By ANNA BILIINGS GALLUP, B.S.

CURATOR, CHILDREN'S MUSEUM, BROOKLYN INSTITUTE OF ARTS AND SCIENCES

THE Children's Museum is the only museum of its kind in the world. Although it has not reached its tenth birthday, it has won a permanent place in its own community and has awakened in this and foreign countries an interest in new lines of educational advancement suggestive of greater possibilities.

The origin and early history of this pioneer museum illustrate the power of small beginnings. Its life commenced in the residence of an attractive suburban estate which the city had taken for a public park, the Brooklyn Institute of Arts and Sciences having leased the house as temporary store room for its scientific collections. Upon the opening of the Central Museum of Arts and Sciences and the consequent removal of the most valuable institute property, the utility of the old residence would have been at an end had not its picturesqueness of situation suggested a branch museum for the benefit of children.

In December of that year, 1899, therefore, the Brooklyin Institute trustees opened to the juvenile public two small rooms of the Bedford Park building. Although the original exhibits consisted of little more than a few insects, shells and stuffed birds, the eagerness with which children sought them proved the necessity for enlarging the scope of work.

Some of the aims in establishing this children's branch were: to form an attractive resort for children tending to refine their tastes and elevate their interests; to create an active educational center of daily help in connection with school studies; and to suggest new subjects of thought for pursuit in leisure hours.

The method of procedure involved first, the necessity of collections attractive and stimulating to children and also helpful to the teachers of those children; second, a system of instruction that would lead to profitable results through voluntary endeavor on the part of the child.

The formation of suitable collections and the work of putting instruction on a practicable basis have involved the expenditure of time, as well as labor and money.

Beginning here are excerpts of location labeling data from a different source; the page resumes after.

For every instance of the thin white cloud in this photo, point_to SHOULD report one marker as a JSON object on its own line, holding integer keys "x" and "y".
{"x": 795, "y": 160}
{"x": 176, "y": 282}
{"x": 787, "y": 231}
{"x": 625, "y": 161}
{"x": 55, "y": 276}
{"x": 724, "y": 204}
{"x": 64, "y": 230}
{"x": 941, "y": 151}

But that progress has been made is shown in the contrast between the original collections and the twelve exhibition rooms of to-day furnished with specimens, models and pictures related to nearly every phase of children's intellectual interests.
The Children's Museum Building in Bedford Park, Brooklyn, New York, a branch Museum of the Brooklyn Institute of Arts and Sciences.

These collections illustrate zoology, botany, United States history, mineralogy, geography and art. They are attractive in appearance, simple in arrangement and labeled with descriptions adapted to the needs of children, printed in clear readable type.

Our zoological collections are installed in five rooms, whose contents are prepared for children of varying ages. The youngest children seek the room of "animal homes," where common mammals and birds of Long Island are to be found with their nests and young. High school pupils make use of synoptic exhibits and particularly of the insect room with its local insects, life histories of common forms, and living bees, ants and silkworms. Bird exhibits attract and delight visitors of all ages from the two-year-old baby, who can only say "Chicken, chicken" as he points his chubby fingers indiscriminately to the condor, albatross and flamingo, to the white-haired grandparent whose "hunting days" are recalled by the mallard duck and grebe.

That their conceptions of geography may not end with maps, globes and charts, we employ model groups to acquaint children with remote peoples of the earth, especially type races from the various zone belts. One of these scenes depicts the life of the Eskimo, his costume, shelter, implements and industries. The story of his life struggles and the influence of his environment on appearance and conduct are easily understood. From the comparative study of an increasing number of such models, children readily perceive the importance of climate and physical features of localities in determining human settlement, industries and commerce.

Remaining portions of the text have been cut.